Roy is a shy, socially inept physics teacher. ("Hey, is there any other kind?" ask the bigots among you). For years he has run the tuck shop with the help of Mrs Platt who treats him in a kindly, if patronising, fashion. All Roy wants is to share his corner of the staffroom with somebody from an arts background to make his life complete.
He is delighted when a supply teacher called Hayley arrives in school to cover English classes. The pair strike up a friendship and all seems to be going well until they start having dinner together in the canteen. Realising that they are becoming increasingly close, Hayley feels she must be absolutely honest. "Roy, there's something you should know. I'm a transubjectual."
"A trans . . . I don't understand."
"I'm a transubjectual, Roy. I'm an English teacher trapped in the body of a chemistry teacher. I love teaching English, I love talking about it to you, but in the eyes of the law, I'm a chemistry teacher. That's what it'll always say on my GTC certificate."
Roy: "I . . . I've got to go." (He exits, leaving Hayley with her head in her hands.) Roy quickly comes to accept Hayley for who she is. Sadly, not everyone is so tolerant. Mr Battersby, the loathsome, sponging returning adult, is particularly vicious, as is local businessman and school board member Mike Baldwin, who goads Hayley into revealing her secret to the rest of her workmates.
Their reactions are mixed: some are supportive, others refuse to use the same staff base, insisting that Hayley does her preparation with the rest of the scientists.
The controversial storyline has led to questions being raised in Parliament over the law on transubjectuals. Should they be allowed to retrain at the taxpayer's expense and should their registration certificates be altered to reflect their new subject?

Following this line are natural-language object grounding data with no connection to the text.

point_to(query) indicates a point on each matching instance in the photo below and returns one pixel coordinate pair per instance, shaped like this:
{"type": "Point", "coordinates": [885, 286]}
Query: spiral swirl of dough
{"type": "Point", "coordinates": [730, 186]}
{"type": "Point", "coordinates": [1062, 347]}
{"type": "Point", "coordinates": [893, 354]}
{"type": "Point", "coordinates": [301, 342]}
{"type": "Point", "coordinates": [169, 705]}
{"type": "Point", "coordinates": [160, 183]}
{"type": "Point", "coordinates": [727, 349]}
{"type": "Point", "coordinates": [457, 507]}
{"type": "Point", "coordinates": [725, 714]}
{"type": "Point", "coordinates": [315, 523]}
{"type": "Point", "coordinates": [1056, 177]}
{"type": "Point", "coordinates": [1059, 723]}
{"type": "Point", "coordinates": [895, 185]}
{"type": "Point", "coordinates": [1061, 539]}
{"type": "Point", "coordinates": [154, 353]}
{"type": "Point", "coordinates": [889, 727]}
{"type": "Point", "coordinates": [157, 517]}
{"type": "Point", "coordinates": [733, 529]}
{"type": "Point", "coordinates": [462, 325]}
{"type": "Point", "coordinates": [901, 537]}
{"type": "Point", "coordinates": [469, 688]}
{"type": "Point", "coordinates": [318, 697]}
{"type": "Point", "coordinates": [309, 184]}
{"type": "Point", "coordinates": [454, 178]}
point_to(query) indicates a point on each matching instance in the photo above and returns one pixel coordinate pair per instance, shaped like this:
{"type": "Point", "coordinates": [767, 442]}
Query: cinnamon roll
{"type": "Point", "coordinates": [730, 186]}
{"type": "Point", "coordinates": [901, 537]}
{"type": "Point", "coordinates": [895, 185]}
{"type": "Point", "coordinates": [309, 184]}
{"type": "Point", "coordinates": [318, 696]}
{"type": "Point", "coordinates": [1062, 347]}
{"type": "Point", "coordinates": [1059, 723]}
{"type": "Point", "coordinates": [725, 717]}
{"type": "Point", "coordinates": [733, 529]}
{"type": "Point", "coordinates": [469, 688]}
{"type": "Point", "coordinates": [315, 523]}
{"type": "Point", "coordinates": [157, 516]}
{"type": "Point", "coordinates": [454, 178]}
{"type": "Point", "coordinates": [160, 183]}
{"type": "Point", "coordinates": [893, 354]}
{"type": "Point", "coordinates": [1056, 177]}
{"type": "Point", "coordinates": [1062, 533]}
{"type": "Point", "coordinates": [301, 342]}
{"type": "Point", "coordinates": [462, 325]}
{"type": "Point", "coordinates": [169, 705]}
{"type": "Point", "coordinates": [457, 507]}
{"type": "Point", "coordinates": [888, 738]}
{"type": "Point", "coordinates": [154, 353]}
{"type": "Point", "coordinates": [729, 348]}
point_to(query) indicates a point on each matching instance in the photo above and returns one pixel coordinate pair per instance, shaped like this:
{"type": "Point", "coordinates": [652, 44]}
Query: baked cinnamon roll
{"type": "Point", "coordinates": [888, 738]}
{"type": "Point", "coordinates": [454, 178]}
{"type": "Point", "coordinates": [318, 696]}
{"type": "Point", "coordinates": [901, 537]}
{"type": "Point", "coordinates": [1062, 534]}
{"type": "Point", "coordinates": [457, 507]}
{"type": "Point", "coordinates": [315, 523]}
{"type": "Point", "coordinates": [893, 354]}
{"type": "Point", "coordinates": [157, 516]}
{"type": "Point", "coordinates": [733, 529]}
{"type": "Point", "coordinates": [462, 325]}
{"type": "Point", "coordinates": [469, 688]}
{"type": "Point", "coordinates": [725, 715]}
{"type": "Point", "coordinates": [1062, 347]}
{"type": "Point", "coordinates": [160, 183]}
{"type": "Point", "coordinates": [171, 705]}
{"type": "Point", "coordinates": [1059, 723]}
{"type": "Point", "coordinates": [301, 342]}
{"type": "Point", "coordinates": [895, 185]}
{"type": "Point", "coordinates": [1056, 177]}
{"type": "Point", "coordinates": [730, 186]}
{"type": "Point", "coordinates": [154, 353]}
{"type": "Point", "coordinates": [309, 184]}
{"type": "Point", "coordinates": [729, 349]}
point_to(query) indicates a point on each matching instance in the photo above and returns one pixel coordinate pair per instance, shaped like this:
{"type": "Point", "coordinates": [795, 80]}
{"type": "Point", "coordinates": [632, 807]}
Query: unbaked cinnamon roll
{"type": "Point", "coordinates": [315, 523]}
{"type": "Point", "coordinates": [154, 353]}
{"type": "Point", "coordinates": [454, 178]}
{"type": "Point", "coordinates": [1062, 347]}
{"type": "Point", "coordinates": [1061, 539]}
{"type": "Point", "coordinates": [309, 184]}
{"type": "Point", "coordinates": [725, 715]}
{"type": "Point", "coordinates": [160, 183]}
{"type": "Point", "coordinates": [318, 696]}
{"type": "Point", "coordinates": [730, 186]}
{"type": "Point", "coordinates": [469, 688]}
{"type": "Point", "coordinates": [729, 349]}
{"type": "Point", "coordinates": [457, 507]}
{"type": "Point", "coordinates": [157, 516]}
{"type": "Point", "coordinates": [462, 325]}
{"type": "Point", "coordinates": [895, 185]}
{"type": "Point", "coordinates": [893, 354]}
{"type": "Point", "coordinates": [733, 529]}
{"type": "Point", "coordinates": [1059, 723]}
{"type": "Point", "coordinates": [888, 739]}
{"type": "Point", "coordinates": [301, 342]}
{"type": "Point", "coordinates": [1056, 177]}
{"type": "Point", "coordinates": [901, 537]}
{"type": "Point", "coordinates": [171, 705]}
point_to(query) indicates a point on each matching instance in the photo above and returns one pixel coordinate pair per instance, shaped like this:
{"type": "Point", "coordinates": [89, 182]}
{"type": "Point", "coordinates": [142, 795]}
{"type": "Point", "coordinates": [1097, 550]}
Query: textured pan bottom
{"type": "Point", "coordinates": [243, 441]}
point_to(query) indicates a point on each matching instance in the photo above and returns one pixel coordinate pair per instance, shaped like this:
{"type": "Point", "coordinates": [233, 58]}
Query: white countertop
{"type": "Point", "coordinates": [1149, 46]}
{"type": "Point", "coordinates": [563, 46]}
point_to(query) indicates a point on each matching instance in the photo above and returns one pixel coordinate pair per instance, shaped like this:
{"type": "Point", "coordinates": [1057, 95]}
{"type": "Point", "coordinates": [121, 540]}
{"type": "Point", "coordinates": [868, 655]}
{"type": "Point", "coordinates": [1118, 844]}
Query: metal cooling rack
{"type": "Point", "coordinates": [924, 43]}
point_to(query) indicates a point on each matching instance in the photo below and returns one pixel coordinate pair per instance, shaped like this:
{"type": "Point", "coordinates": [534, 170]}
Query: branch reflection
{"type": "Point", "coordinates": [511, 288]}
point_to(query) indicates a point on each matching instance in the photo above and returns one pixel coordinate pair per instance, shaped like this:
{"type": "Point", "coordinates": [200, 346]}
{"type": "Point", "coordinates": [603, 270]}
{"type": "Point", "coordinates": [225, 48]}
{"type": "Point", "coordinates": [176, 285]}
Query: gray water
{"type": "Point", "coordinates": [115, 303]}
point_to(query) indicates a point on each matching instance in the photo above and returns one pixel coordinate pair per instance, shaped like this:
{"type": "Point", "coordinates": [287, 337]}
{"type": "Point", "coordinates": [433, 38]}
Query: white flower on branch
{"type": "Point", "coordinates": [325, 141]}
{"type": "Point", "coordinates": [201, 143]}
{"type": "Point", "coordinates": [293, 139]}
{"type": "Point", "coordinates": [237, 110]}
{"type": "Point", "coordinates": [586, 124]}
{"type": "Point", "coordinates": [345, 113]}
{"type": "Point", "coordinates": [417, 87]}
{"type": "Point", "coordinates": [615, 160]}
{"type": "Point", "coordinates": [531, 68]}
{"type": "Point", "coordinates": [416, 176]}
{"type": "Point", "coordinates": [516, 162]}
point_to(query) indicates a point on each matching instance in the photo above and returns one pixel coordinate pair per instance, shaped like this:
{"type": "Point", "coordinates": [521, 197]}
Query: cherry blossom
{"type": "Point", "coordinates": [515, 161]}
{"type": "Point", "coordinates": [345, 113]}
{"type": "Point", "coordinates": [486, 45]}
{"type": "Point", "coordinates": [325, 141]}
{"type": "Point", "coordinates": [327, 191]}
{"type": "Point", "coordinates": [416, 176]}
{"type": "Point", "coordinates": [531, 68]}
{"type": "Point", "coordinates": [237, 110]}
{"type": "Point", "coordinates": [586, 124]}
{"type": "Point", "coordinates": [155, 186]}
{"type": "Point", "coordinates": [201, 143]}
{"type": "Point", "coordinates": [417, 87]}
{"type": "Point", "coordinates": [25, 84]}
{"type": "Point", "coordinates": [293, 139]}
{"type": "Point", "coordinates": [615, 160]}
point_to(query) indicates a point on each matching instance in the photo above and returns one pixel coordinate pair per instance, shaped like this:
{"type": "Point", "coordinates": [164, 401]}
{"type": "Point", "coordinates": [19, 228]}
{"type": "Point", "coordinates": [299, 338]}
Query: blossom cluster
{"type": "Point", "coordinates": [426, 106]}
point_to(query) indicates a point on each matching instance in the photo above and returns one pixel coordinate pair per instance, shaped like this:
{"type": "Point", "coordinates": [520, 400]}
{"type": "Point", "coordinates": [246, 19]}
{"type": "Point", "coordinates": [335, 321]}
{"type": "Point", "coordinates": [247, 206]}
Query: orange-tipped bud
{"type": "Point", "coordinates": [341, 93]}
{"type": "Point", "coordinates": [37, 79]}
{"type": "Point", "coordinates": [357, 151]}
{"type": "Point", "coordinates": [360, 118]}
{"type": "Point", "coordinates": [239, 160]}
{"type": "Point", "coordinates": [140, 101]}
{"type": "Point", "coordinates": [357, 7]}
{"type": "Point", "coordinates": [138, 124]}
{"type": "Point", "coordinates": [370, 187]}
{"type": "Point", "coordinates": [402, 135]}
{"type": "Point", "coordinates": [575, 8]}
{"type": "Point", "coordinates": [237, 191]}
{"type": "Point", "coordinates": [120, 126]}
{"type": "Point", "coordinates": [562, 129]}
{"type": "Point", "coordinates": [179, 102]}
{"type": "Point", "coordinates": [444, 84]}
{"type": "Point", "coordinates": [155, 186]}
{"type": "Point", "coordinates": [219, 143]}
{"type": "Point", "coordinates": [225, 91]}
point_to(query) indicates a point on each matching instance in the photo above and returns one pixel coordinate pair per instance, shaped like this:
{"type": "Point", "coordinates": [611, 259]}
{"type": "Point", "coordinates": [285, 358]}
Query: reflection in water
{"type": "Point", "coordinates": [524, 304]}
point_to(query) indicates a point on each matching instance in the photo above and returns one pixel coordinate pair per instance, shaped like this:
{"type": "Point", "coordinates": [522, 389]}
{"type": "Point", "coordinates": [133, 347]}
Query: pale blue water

Not since Deirdre Rachid was compulsorily transferred to a post in a young offender's institute following her affair with a sham director of education has a soap opera so gripped the nation's attention.
Look out for more unmissable episodes - including Mr and Mrs Webster's battle for custody of the Higher class and the repercussions from Les Battersby's compensation claim when he alleged that Mr Platt almost caused him to fail his biology module by giving him an overdose of assessment.